Armchair game designers bug the heck out of me, because they don't have a clue as to how much work actually goes into it, and they fail to understand the concept that not everyone will be happy but that doesn't make it a bad game.
 

Like most of my issues with 5e (I'll chuck the 3-item limit for attunement into there, too!), it disappears in practice and becomes a non-issue.


This. OH, so much this. Probably more than any other rpg I've ever played. I've been harping it for a long time--theorycrafting or assumptions do 5e a huge disservice, because in actual play, 99% of "problems" aren't.
 

The problem with inspirational, non-magical healing is that it forces those of us who believe the orc critical that landed on the fighter caused real damage, can no longer do so, when that damage is reversed by a warlord saying "there, there".

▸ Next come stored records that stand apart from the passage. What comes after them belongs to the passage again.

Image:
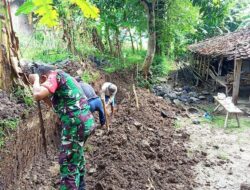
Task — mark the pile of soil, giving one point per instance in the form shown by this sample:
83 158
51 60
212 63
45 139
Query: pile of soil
141 150
10 107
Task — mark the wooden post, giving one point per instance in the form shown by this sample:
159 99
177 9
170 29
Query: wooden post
236 84
200 64
208 64
220 66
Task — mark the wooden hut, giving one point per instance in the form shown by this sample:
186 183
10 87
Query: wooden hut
225 59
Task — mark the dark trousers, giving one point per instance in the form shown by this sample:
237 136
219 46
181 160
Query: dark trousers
96 105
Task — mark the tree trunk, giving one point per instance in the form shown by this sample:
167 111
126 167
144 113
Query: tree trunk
107 34
150 10
140 40
9 56
131 39
117 44
160 25
96 40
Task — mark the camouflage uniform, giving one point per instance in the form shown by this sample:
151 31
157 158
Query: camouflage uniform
72 107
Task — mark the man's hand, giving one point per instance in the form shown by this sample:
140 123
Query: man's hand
33 78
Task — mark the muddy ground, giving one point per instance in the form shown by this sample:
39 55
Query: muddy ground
140 151
227 164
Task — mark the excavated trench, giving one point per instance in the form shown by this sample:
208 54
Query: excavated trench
142 150
24 147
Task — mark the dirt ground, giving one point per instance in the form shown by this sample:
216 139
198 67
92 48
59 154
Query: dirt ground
141 150
227 151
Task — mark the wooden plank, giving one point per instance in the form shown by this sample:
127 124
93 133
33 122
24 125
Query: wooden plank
207 71
228 105
220 66
236 84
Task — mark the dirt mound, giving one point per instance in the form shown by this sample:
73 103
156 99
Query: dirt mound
10 108
141 151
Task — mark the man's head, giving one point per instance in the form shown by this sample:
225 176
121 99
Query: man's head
42 70
112 88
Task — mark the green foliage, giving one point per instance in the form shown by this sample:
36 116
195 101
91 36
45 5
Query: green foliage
128 61
47 13
90 77
6 127
24 95
214 13
44 45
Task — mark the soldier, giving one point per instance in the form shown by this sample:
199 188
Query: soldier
108 93
95 102
71 105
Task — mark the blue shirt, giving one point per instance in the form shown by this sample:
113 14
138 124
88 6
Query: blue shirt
88 90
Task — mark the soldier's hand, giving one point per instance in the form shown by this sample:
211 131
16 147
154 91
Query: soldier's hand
33 78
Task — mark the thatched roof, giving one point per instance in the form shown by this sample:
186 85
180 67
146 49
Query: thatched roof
231 45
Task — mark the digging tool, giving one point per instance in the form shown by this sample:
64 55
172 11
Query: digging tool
106 115
42 128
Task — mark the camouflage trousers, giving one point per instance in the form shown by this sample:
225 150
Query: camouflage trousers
71 158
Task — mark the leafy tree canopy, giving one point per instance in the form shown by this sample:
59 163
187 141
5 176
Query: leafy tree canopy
46 10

It effectively makes combat a cartoonish joke with no real threat. When you can erase any and all physical damage with words alone, you can no longer interpret any damage as physical. And that is just stupid. Nobody imagines that PCs never get wounded in mortal combat with deadly weapons. If you can get knocked out and come this close to bleeding to death, it shouldn't be possible to just talk such a person back to their feet or even back to full health. No way. That's exactly what the 4e warlord could do, and it was incredibly immersion-breaking.
 

To be fair, I think there's a lot of room to have issues with inspirational healing in a game.
Then don't play a warlord! You're happy, and I'm happy, because I don't care about enforcing my tastes on complete strangers. The warlord has never been like, say, casters in 3e, where the party is screwed if they choose not to play those classes.
I'm not exactly enthusiastic about morale-hit-points.
HP in D&D have always been part morale. Or at least since AD&D.